未来人のSNS利用傾向と“過去人”との意思疎通の困難性|なんでも心理学部
未来人心理学科 研究レポート

未来人のSNS利用傾向と“過去人”との意思疎通の困難性

― 「3110年型SNS使用者における表現様式と感情伝達構造の変遷」 ―

BACKGROUND 研究背景と目的

未来人と過去人(=現代人)の間には、深刻な技術的・文化的時差が存在する。中でも日々の対話で浮き彫りになるのが「SNS上での意思疎通の困難性」である。

「文字を打っても正しく伝わらない」「“いいね”の重みが全く異なる」といったギャップが、未来人たちに孤立感をもたらしている。未来人心理学科では、西暦3110年から来たと主張する被験者・時田ミレイ准教授の協力のもと、未来型SNSの構造を分析し、“なぜ過去人には伝わらないのか”を検証した。

FEATURES 未来型SNS「SYNZ(シンズ)」の特徴

【3110年型SNSプラットフォーム仕様】

項目 仕様・内容
文字数制限 無限。

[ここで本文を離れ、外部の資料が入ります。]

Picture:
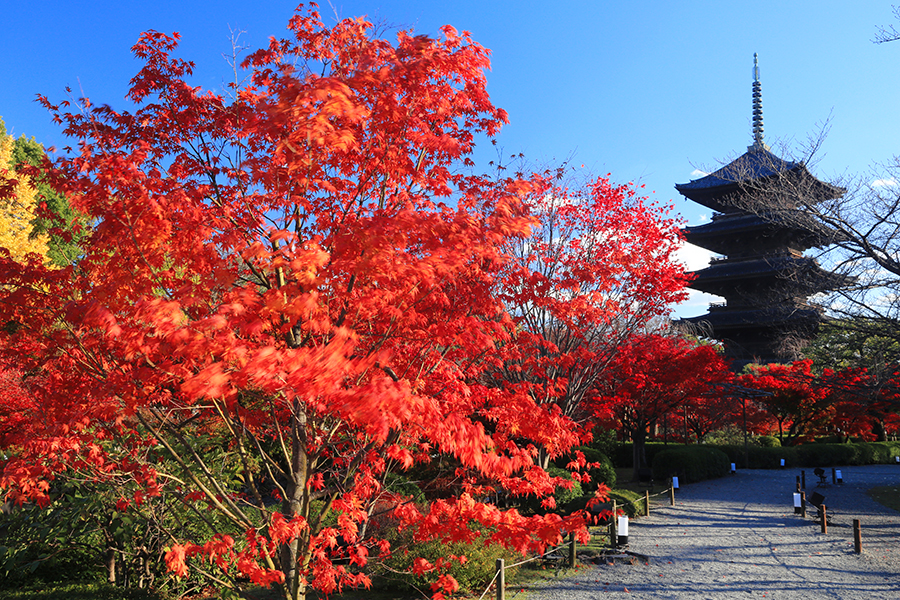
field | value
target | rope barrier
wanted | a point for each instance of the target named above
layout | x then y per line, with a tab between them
489	585
534	558
552	550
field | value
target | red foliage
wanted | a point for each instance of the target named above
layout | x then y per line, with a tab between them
799	403
297	280
598	267
652	376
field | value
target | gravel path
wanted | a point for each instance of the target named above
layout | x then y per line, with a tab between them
738	537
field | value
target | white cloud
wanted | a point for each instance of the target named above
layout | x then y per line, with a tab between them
693	257
696	304
882	183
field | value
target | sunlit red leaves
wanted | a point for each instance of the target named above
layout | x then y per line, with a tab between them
285	274
798	402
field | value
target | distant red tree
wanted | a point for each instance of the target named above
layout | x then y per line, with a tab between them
653	376
598	268
799	403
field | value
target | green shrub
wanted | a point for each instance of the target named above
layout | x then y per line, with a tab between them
628	502
691	463
623	456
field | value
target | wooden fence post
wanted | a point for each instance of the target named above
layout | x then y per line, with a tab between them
613	537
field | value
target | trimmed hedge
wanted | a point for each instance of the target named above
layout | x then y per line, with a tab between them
691	463
814	455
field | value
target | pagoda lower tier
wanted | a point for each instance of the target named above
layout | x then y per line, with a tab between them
762	280
756	334
739	233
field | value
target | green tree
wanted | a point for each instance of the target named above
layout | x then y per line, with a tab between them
59	222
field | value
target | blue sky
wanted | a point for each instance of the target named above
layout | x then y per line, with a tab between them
647	91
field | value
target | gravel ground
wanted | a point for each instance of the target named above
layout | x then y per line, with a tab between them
738	537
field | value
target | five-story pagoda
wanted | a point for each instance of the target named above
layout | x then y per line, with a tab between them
761	235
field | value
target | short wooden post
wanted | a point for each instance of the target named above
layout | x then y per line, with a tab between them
613	534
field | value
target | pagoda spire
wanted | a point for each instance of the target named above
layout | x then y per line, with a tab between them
758	143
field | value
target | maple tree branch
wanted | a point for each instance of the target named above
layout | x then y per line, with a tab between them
189	472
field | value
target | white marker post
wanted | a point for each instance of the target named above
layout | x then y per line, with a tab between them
622	540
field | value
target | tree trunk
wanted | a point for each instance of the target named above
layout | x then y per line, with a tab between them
295	504
109	561
638	452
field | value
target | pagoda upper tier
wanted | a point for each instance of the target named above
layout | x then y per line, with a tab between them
724	189
761	230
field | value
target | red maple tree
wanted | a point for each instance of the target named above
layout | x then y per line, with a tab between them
652	377
798	403
296	283
598	269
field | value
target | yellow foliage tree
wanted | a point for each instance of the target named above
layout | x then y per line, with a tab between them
17	209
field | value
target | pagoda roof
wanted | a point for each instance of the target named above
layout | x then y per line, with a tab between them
720	189
803	272
756	163
720	234
754	267
721	321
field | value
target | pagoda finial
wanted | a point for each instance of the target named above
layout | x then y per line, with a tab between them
758	143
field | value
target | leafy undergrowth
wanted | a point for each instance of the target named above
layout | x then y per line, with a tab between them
76	591
886	495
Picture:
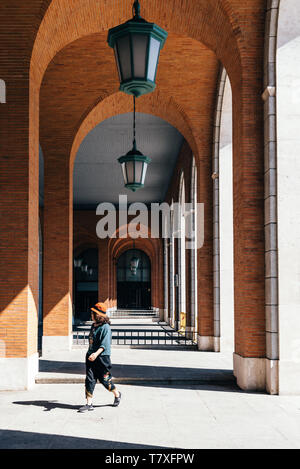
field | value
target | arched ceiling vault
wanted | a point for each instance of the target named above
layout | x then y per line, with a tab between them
80	90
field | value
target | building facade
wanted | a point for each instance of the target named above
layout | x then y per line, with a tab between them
226	104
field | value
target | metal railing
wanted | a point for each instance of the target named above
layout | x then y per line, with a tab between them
140	337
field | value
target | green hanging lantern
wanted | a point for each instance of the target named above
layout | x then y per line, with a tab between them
137	45
134	164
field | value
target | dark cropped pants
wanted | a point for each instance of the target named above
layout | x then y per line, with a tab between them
98	370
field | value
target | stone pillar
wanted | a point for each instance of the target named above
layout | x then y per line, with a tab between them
58	253
271	228
19	240
216	208
206	341
104	274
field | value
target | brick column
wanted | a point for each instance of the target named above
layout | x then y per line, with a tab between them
19	246
206	340
58	254
248	217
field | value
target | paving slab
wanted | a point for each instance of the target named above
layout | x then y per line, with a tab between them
160	416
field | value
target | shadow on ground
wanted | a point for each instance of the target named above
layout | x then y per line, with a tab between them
50	405
11	439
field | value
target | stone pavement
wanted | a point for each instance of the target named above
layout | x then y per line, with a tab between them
176	399
158	416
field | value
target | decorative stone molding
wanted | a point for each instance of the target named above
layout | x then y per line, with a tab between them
271	225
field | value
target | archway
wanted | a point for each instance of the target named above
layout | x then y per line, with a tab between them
134	280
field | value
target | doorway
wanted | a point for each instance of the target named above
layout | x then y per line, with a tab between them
85	283
134	280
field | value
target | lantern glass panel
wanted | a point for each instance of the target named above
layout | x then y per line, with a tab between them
130	172
117	62
138	171
140	43
123	165
144	173
124	53
153	58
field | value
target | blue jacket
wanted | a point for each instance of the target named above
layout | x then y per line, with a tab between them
100	336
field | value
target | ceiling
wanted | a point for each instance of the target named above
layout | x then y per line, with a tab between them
97	172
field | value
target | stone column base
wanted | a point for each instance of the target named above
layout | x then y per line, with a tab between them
208	343
18	374
52	344
272	376
250	372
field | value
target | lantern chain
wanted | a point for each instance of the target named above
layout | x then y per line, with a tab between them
136	9
134	141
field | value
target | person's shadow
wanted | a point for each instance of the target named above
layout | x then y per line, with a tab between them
50	405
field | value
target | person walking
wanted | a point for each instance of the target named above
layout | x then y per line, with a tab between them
98	363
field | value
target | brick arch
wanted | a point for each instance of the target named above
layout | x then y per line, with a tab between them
153	249
217	26
156	103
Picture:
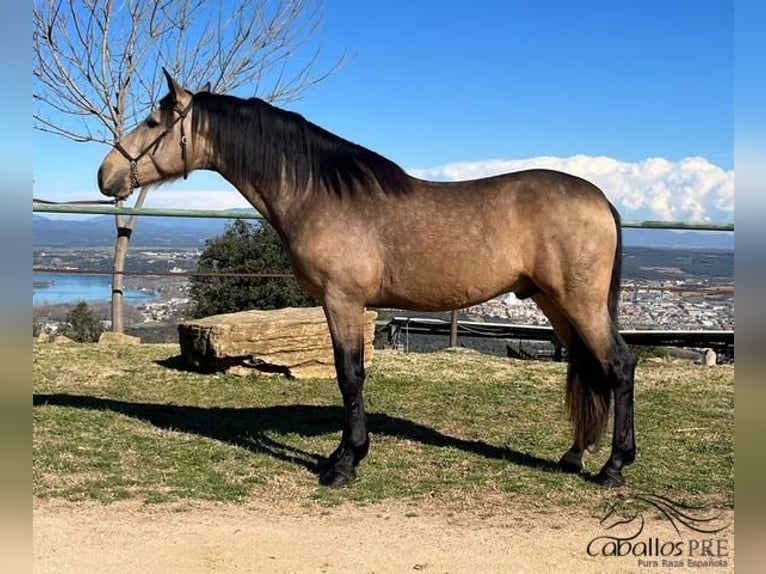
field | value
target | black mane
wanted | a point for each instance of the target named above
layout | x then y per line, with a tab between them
257	141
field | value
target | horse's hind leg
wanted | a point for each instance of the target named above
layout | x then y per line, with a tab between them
571	460
346	323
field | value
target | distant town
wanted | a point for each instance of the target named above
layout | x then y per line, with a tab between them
662	288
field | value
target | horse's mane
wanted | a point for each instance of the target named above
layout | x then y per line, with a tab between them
260	143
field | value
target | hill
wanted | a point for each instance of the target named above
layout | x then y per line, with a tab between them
191	232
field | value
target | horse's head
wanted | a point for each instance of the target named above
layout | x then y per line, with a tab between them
157	150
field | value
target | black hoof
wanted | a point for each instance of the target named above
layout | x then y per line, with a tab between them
335	477
569	466
609	478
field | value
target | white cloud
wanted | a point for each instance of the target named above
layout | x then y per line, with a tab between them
169	198
691	189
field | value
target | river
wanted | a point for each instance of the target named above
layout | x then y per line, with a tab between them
54	289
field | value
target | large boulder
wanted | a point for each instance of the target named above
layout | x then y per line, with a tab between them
293	341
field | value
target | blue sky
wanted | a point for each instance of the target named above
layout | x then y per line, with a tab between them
637	97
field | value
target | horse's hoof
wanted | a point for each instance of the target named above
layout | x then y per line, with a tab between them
572	466
609	478
335	477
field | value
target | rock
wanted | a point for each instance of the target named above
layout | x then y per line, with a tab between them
114	338
294	341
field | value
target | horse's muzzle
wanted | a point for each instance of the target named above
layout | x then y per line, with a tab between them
116	186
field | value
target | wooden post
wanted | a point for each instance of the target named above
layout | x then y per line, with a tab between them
453	329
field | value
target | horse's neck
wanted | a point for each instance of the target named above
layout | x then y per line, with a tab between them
273	201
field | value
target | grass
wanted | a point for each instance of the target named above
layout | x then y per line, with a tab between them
462	428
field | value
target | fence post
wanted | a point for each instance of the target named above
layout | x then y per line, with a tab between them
453	329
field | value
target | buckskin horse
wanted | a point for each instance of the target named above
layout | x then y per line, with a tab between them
361	232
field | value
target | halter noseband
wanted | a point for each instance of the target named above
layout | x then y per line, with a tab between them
134	183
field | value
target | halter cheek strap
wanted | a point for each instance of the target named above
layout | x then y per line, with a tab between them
181	113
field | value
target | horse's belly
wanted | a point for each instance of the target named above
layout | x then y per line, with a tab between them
443	290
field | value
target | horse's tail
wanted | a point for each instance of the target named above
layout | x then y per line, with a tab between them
614	286
588	395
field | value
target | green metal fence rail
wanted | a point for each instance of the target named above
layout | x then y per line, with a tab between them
726	338
39	207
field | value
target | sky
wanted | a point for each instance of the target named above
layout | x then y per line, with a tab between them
636	97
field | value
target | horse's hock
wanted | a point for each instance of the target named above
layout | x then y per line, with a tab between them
293	341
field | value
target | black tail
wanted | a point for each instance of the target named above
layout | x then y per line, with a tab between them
614	286
588	395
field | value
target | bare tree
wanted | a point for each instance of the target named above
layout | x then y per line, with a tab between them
97	63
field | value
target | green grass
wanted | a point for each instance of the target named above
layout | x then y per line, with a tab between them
455	427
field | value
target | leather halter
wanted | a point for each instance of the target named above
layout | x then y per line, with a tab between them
134	182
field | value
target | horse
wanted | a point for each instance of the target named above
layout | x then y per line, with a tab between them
360	232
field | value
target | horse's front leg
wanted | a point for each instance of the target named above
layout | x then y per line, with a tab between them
346	322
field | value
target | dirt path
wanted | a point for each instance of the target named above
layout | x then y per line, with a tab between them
126	538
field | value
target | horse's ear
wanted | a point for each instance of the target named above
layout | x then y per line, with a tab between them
173	87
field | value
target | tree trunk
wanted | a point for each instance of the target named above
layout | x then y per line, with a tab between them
124	231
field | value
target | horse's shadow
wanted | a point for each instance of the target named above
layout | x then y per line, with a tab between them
251	428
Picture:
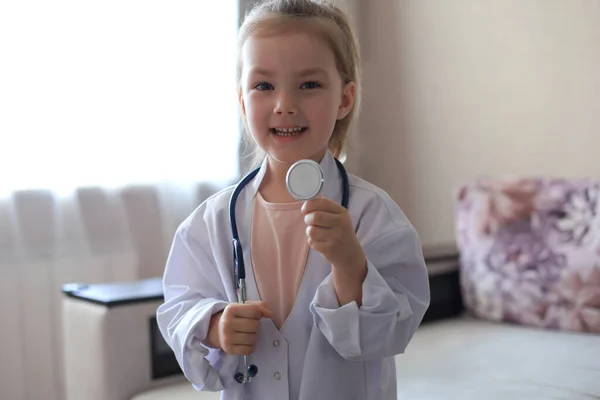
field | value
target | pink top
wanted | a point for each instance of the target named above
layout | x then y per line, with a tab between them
279	248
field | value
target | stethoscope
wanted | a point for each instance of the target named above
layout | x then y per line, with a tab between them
304	181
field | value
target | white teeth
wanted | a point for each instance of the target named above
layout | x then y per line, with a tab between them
287	131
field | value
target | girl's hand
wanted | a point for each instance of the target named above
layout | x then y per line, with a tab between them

ただし“思念”をパルス単位で整理して送るため、改行の概念が存在しない。
投稿形式 文字のほか、音声・温度・湿度・匂い・心音/脈拍情報をセットで送信可能。
共感ボタン 「いいね」「笑った」「染みた」「ぞわった」「飲み込めぬ」「過去的」など40種類。
通知音 受信側の心身の体調に合わせて、AIが自動選曲した環境BGMが再生される。
コメント文化 言語よりも“無言時間の長さ”で感情を示す風習がある。(例: 3分間無言=本気の共感)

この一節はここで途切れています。